High demand for key skills in life science continuing in 2018As we approach the end of the first quarter in 2018, statistics show Ireland continues in a positive downward trend with unemployment currently standing at 6%. In February 2016 it stood at 8.6%. This is a significant turnaround with a 30% improvement over the last 24 months.

CareerWise Recruitment vacancies have seen a steady growing demand within the Life Sciences industry with vacancies increasing by 31% measured against the same period in 2017.

These are mainly within the Medical Device, Pharma and Biotechs. It is expected this trend will continue with new and plant extensions in Regeneron, MSD (Cork & Dublin), Lilly, Takeda and of course new plants by Edwards Lifesciences and SK Biotek to name a few. This increase will mean a continued higher demand for key skills within Life science for the rest of 2018.

IDA survey

High demand for key skills in life science continuing in 2018

Article by Mike Morrissey – Director, CareerWise Recruitment 021-4297536

In a recent IDA  survey 50% of life science clients describe their growth prospects in Ireland as excellent / very good.

What factors are driving this demand in life science?

  • Aging population
  • The rise of chronic diseases
  • Vaccines drugs – Biotech – the majority of the top 10 pharma products by sales are biotech drugs treating, rheumatoid arthritis, Hepatitis C, Cancer.
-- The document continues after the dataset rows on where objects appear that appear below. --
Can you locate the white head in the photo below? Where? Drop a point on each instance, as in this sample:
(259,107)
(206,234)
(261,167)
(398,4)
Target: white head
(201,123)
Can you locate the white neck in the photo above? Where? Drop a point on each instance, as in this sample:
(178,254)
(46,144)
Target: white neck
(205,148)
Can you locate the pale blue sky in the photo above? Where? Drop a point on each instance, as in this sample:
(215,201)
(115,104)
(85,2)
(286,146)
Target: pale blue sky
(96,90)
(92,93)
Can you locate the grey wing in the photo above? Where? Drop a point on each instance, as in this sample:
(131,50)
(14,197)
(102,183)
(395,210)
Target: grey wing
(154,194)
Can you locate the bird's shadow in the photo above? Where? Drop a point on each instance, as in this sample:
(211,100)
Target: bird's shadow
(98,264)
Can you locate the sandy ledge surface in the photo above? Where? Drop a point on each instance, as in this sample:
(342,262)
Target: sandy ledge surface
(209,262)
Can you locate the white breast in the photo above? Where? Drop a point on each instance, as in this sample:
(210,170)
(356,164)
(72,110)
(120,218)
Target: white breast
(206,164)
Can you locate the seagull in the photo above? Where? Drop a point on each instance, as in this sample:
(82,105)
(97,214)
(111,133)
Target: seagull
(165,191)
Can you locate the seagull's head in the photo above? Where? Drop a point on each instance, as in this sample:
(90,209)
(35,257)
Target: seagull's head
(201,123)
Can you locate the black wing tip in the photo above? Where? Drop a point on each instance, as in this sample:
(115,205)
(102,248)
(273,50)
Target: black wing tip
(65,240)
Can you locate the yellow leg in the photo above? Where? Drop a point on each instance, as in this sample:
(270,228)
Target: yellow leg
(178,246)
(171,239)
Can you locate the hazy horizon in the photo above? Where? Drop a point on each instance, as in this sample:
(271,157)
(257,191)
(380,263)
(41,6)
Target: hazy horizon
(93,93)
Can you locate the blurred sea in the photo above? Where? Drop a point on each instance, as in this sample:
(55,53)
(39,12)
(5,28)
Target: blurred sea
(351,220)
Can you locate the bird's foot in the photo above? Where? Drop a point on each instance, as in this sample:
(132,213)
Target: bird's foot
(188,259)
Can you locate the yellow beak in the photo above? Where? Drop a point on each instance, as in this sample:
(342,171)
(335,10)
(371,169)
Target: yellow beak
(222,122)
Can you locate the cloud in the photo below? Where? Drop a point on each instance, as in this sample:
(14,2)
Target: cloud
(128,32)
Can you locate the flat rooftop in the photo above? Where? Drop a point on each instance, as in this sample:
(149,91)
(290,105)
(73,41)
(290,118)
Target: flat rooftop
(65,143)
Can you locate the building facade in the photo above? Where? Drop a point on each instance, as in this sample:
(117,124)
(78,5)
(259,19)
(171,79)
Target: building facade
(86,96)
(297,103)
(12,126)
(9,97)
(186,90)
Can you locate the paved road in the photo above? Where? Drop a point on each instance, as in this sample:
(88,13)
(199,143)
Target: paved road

Sales estimated to increase from $289 Billion (2014) to $445 Billon in 2019.
  • Expensive Treatments developed, which is leading to increased government pharma spend
  • Demand for generic drugs
  • Ireland is perfectly positioned as it has some of the key employers manufacturing in Ireland such as Genzyme, MSD, GSK, Zimmer, Depuy, VisionCare, Stryker, Depuy, BioMarin, Regenron & Alexion to name a few from the Life Science Sector.
  • Ireland needs to maintain a model of significant investment in education in the life science disciplines
  • Encourage more females into Life Science and Engineering
  • Ireland needs to remain tax competitive within the European Union
  • Encourage more of the Irish immigrants to return home
  • Increase availability of affordable accommodation – key
  • Encourage more school leavers to take up a trade
  • Third level institutions both at CIT and University level targeting more courses in Life Science vacancies
  • Focused approached (priority) to key subjects at secondary level such as Maths, Biology, Physics, Engineering etc ….
  • Encouragement for students to take up science and Maths subjects at a higher level
  • More Multinationals outside of the Dublin Region
  • Improve personal tax – to make sure key resources remain in Ireland

The challenge now for companies is to be effective and efficient with their recruitment as companies are competing for the same limited talent.